Acting Attorney General Todd Blanche signed a one-page order on May 19 that closes every existing IRS audit and inquiry into President Trump, his sons, the Trump Organization, and any “related or affiliated” trusts, parents, sisters, subsidiaries, or family members filing jointly. The order resolves a lawsuit Trump filed against the IRS in January over the leak of his tax returns to The New York Times and ProPublica. In place of damages, the Justice Department is standing up a $1.776 billion “Anti-Weaponization Fund” to pay claims from anyone the administration decides has been a victim of “lawfare.” Blanche appoints the board that decides those claims. The President can fire board members without cause.

The release language goes further than a normal settlement. According to the filed order, the United States is “FOREVER BARRED and PRECLUDED from prosecuting” the plaintiffs on the covered matters, with the release extending to family members, joint filers, trusts, parent companies, sister companies, affiliates, and subsidiaries. NPR called the agreement “unprecedented.” CBS News reported that Trump and the other plaintiffs receive a formal apology from the government and no monetary payment, while the public fund is positioned as the cash piece. The IRS commitments cover tax returns filed before May 18, 2026. Going forward, the family still has to file and pay.

This is not a pardon. A pardon reaches federal criminal liability and nothing else. It cannot stop a civil audit, a regulatory exam, or a state action. It is also a public act, signed by the President and recorded as such. What Blanche signed is a contract, executed under Federal Rule of Civil Procedure 41(a)(1)(A)(i), which allows a plaintiff to dismiss a case without a judge’s approval. There is no judicial review of the terms. A legal commentary in JURIST this week argued the mechanism creates a third immunity track outside the constitutional ones: civil, regulatory, family-wide, and self-executed by the same executive branch that would otherwise be the one investigating.

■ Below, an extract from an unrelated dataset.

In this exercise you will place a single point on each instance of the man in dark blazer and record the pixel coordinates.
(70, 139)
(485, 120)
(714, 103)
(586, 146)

The conflict of interest is on the page. Blanche was Trump’s personal criminal defense lawyer before he was acting attorney general. He signed an order erasing tax inquiries into his former client. He will also pick the board that decides who gets a share of the $1.776 billion. There is no statute that authorizes a fund of this size to be created by settlement, and Congress did not appropriate the money for this purpose. The closest precedent for a unilateral DOJ-administered claims fund is the September 11 Victim Compensation Fund, which Congress created by statute with detailed eligibility rules. This fund has none of that.

The accountability question is not whether Trump personally underpaid taxes. That is now legally unanswerable. The question is what the IRS is for if its examinations can be ended by the President’s former lawyer in a one-page order, and what the Justice Department is for if it can hand out nine-figure settlements to political allies without a vote. Both agencies exist because Congress decided ordinary Americans should not be at the mercy of whoever happens to control the executive branch. The order signed on May 19 says, in plain English, that the people at the top are exempt. The precedent does not expire when this administration does. It sits there waiting for the next one.

Sources: NPR, “The Justice Department gives Trump an unprecedented settlement”; NPR, “U.S. government to drop tax claims against Trump”; CBS News, “Trump settles $10 billion lawsuit against IRS”; Fox News, “DOJ bars IRS from auditing Trump’s prior tax returns”; JURIST commentary, “Forever Barred and Precluded”.